Open boyter opened 5 years ago
Thank you for this issue! I do want to update the comparison document with the latest version of all the tools. However I do also want to change how they are compared, as a simple "How long did it take for this program take to finish?" is not an accurate measurement of these tools. As most of the time difference between the different programs is down to one counting more files than the other.
Rightnow I'm thinking of replacing that metric with two different measurements.
I wrote an artificial test a while ago for scc
that was designed to test how each tool works over different directory types with the same file in each one which each tool counted the exact same way. You can find details here https://boyter.org/posts/sloc-cloc-code-performance/ Under the heading “A Fair Benchmark”
I’d love to work with you to get something that seems fair across all tools so the results are read the same way by everyone and not as open to interpretation.

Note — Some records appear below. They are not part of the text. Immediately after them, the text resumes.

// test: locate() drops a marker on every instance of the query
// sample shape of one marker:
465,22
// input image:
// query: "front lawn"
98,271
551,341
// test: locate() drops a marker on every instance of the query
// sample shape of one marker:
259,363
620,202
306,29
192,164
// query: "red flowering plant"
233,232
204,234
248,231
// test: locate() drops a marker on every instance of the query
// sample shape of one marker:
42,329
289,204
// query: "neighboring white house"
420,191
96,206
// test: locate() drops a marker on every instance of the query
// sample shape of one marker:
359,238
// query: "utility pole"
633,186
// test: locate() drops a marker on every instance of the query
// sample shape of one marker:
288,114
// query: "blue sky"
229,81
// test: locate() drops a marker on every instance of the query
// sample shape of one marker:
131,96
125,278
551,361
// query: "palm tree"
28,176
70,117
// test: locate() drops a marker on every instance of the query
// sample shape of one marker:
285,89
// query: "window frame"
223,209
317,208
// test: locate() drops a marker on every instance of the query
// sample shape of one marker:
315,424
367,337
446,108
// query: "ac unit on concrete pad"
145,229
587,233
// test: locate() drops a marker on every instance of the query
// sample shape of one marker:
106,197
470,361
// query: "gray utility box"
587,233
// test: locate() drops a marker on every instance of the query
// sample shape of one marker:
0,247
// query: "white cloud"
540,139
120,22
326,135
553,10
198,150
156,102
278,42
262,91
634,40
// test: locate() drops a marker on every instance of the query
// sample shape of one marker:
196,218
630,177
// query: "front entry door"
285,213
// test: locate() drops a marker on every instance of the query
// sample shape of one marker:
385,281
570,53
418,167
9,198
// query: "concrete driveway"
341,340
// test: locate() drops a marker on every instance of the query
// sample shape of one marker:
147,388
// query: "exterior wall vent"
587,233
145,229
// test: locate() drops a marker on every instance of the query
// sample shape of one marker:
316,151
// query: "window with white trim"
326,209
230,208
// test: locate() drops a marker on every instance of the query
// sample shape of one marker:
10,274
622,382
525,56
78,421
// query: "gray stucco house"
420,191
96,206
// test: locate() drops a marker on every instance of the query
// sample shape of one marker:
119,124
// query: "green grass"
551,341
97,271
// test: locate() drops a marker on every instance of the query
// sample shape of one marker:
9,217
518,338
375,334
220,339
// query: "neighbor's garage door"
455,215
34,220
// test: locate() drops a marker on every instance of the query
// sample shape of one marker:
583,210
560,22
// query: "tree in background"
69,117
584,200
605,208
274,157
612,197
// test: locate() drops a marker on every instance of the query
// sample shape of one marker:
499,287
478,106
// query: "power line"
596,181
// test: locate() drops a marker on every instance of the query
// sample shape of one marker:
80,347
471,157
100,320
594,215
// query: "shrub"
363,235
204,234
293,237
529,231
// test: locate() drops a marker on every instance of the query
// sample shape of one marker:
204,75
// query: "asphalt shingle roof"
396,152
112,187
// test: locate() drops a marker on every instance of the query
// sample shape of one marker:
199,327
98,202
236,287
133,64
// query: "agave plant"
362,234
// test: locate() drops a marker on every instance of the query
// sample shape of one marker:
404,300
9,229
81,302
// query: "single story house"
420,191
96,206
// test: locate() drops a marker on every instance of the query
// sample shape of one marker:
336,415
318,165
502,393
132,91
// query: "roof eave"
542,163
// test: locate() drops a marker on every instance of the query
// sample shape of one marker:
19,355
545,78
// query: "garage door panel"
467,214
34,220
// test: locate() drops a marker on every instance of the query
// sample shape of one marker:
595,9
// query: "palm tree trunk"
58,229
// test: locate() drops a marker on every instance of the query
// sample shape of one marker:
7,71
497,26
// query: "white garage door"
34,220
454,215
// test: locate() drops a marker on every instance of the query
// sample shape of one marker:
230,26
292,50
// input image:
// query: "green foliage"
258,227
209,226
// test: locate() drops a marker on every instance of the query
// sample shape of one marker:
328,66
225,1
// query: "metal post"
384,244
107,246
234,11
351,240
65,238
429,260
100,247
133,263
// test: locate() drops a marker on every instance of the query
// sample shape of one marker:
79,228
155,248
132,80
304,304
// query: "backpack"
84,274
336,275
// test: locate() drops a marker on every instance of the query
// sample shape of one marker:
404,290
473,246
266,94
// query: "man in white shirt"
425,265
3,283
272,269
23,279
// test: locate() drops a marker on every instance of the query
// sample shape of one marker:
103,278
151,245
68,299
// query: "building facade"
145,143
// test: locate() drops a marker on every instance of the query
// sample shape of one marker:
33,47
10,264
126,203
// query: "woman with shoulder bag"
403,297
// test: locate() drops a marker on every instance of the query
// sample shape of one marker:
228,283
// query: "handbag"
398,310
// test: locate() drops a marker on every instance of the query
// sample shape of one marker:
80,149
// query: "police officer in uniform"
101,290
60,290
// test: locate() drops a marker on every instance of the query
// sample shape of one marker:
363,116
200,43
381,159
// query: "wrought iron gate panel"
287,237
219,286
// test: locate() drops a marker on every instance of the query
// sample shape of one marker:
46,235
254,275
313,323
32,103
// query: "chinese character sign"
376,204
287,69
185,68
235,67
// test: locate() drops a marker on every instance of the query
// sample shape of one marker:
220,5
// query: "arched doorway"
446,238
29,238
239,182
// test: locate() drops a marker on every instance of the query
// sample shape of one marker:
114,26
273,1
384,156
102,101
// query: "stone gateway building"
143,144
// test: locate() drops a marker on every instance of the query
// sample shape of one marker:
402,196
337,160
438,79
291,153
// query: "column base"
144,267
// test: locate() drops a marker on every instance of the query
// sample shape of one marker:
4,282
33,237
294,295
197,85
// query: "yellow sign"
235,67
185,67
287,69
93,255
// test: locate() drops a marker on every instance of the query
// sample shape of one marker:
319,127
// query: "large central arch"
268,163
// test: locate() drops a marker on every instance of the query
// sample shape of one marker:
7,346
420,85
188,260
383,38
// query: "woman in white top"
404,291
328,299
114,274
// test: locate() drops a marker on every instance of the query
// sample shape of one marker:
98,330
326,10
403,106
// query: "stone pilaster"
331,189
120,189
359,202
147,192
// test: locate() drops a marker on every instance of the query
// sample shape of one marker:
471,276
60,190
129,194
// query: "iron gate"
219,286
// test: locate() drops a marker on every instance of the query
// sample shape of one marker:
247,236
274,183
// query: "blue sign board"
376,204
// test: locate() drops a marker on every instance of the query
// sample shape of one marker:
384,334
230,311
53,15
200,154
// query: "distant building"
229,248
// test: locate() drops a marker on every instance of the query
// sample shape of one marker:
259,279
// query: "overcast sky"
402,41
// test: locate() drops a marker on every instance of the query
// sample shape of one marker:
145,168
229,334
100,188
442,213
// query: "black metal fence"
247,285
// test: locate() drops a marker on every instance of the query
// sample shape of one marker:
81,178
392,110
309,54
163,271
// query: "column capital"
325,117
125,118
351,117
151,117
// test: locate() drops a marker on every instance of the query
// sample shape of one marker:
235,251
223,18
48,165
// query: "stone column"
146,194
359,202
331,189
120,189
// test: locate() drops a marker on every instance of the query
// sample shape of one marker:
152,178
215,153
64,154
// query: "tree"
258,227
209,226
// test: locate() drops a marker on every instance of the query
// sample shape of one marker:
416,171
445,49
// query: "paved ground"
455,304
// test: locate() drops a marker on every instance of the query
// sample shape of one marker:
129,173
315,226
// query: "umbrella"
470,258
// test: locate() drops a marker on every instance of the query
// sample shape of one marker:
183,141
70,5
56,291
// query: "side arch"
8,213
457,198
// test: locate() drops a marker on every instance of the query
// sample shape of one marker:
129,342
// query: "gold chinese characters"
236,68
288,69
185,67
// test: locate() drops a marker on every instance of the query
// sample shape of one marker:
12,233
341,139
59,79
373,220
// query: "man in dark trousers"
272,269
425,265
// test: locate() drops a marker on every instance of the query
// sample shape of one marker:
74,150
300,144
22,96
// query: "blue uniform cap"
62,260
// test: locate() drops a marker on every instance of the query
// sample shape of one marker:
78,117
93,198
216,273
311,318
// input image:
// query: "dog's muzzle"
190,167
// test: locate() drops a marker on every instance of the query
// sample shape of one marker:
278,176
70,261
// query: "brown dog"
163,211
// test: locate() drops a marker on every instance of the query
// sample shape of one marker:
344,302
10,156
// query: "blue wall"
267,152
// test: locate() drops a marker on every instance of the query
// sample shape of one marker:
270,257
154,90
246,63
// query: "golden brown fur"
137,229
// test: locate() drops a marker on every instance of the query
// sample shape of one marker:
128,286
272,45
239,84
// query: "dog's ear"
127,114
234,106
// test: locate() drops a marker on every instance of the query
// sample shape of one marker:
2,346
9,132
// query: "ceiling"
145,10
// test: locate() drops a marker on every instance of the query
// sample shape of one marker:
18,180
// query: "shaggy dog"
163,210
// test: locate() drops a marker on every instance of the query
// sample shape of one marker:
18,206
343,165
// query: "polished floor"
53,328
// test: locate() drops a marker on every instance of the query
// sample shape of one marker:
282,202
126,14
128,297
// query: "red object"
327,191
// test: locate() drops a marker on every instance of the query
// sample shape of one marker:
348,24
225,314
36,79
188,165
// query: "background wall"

If both tokei and scc did this I believe all over tools could follow and we would have a real baseline to work on. Just based on the number of tests I have done I can craft benchmarks that show any of the tools to be fastest for example with little effort.
The 10’s of thousands indeed is what I went with. I never considered a single large file because the average file length across a large project like the linux kernel is ~16000 bytes anyway so it seemed redundant to me, although I could see it being useful for large JSON and XML files perhaps.
The current comparison page https://github.com/XAMPPRocky/tokei/blob/master/COMPARISON.md is a little out of date. Would be good to update it.
Loc is now at version 0.5.0 Scc is now at version 2.3.0 Cloc is now at version 1.8.0
Perhaps polyglot can be added by downloading a binary rather then running from source?